In this case, like Rome, Defendant Community Education Centers, Inc. ("CMRC"), is an entity for which there is no entitlement to qualified immunity; thus the defendants associated with CMRC, Defendants Wright, Carnell, Jensen, Pettus, and Johnson, likewise are not entitled to qualified immunity. However, Defendants Jordan and Allen's assertion of qualified immunity meets the Rome requirements for a stay to the extent Plaintiff seeks money damages against them in their individual capacities. Additionally, the motion to stay is distinguishable from the motion in Rome in that it comes immediately following the filing of a motion to dismiss, rather than at the summary judgment phase of the litigation.
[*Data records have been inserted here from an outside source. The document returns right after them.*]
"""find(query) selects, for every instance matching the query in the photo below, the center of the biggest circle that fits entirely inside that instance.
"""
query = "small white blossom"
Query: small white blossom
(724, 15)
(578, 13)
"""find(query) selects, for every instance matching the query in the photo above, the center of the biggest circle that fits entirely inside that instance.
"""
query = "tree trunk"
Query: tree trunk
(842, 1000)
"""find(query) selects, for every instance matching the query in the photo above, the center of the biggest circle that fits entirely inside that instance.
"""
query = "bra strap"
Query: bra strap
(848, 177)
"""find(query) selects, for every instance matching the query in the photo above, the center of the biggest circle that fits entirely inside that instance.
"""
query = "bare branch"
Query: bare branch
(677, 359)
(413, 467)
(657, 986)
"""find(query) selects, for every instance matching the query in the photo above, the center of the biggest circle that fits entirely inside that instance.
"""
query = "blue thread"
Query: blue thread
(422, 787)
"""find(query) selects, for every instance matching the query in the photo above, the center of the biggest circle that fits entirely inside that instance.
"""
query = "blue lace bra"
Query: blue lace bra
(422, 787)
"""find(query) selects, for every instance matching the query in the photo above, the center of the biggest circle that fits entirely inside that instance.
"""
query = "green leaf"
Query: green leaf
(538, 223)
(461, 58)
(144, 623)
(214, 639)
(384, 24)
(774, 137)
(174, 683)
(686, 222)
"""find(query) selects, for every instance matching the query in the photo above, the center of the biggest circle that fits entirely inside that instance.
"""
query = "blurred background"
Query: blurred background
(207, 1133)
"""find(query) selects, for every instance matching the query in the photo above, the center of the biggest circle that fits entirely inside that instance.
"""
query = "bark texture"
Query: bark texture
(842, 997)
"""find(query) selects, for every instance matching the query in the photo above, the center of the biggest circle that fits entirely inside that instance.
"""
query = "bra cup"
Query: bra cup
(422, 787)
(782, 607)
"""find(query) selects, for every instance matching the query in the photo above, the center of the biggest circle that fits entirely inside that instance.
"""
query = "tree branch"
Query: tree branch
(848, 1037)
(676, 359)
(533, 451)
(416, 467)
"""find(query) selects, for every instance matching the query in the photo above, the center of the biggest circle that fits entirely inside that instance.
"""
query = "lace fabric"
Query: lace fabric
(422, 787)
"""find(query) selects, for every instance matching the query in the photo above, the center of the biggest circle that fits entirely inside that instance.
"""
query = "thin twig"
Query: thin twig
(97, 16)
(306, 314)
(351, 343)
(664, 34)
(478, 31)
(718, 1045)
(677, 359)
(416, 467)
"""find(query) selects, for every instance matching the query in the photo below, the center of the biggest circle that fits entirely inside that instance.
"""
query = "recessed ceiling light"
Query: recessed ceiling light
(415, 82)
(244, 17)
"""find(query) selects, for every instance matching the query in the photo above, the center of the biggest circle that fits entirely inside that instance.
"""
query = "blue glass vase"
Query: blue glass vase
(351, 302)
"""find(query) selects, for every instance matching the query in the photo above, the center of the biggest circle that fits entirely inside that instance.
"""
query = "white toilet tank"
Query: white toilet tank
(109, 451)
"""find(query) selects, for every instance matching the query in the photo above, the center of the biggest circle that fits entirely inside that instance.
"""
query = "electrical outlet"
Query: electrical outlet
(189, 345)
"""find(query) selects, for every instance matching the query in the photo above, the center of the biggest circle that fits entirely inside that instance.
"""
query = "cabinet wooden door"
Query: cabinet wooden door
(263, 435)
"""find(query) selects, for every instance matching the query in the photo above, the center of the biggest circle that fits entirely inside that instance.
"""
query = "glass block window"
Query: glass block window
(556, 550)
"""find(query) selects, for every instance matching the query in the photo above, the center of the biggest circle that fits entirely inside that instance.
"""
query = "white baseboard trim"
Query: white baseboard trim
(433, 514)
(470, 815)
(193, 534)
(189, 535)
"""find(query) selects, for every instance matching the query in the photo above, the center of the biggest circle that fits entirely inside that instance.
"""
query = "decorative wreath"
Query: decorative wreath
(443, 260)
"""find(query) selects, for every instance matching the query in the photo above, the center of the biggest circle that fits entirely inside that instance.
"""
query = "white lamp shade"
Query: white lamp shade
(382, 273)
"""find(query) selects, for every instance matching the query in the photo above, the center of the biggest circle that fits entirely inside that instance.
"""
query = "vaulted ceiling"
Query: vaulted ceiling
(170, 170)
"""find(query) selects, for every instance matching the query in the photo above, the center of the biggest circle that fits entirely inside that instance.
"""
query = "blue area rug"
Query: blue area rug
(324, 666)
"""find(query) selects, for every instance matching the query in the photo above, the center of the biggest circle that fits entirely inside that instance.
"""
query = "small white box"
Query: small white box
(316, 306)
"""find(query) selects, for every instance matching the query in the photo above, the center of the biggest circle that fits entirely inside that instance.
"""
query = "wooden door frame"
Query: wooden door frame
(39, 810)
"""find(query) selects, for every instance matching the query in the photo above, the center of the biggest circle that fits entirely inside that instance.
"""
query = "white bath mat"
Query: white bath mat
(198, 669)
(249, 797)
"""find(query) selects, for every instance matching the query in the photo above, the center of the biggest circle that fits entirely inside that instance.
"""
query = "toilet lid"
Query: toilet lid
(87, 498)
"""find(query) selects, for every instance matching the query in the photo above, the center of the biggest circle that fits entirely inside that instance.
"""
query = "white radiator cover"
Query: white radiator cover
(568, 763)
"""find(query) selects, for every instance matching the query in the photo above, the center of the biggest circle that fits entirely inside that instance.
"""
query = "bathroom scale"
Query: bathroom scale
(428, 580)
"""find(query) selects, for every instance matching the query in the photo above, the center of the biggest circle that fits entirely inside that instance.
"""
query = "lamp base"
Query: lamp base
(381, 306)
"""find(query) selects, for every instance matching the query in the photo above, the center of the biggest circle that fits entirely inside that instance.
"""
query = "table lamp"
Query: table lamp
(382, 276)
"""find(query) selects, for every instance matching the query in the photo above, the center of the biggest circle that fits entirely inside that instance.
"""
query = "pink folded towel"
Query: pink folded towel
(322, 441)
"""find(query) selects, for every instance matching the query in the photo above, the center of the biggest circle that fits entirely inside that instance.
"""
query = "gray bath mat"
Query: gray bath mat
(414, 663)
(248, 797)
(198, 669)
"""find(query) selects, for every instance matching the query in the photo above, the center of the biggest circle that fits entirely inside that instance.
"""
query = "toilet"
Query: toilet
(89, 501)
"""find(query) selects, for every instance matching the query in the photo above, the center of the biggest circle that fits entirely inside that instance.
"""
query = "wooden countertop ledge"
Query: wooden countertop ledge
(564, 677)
Considering the early filing of the motion to dismiss premised, in part, on qualified immunity, the court finds that a stay of all discovery with respect to Defendants Jordan and Allen is warranted based on their assertion of qualified immunity. However, in light of Judge Krieger's determination in Rome, the court is not persuaded that the CRMC defendants may rely on Defendants Jordan and Allen's assertion of immunity to postpone their discovery obligations. Moreover, though the CRMC defendants do not oppose the stay (see Doc. No. 36 at 1 n.1), the CRMC defendants have not joined in the motion to stay or filed their own motion to stay discovery.

III. Conclusion

Therefore, for the foregoing reasons, it is

ORDERED "CDOC Defendants' Motion to Stay Discovery" (Doc. No. 36) is GRANTED. All discovery is stayed as to Defendants Jordan and Allen pending ruling on their motion to dismiss. Discovery is not stayed as to the CRMC Defendants.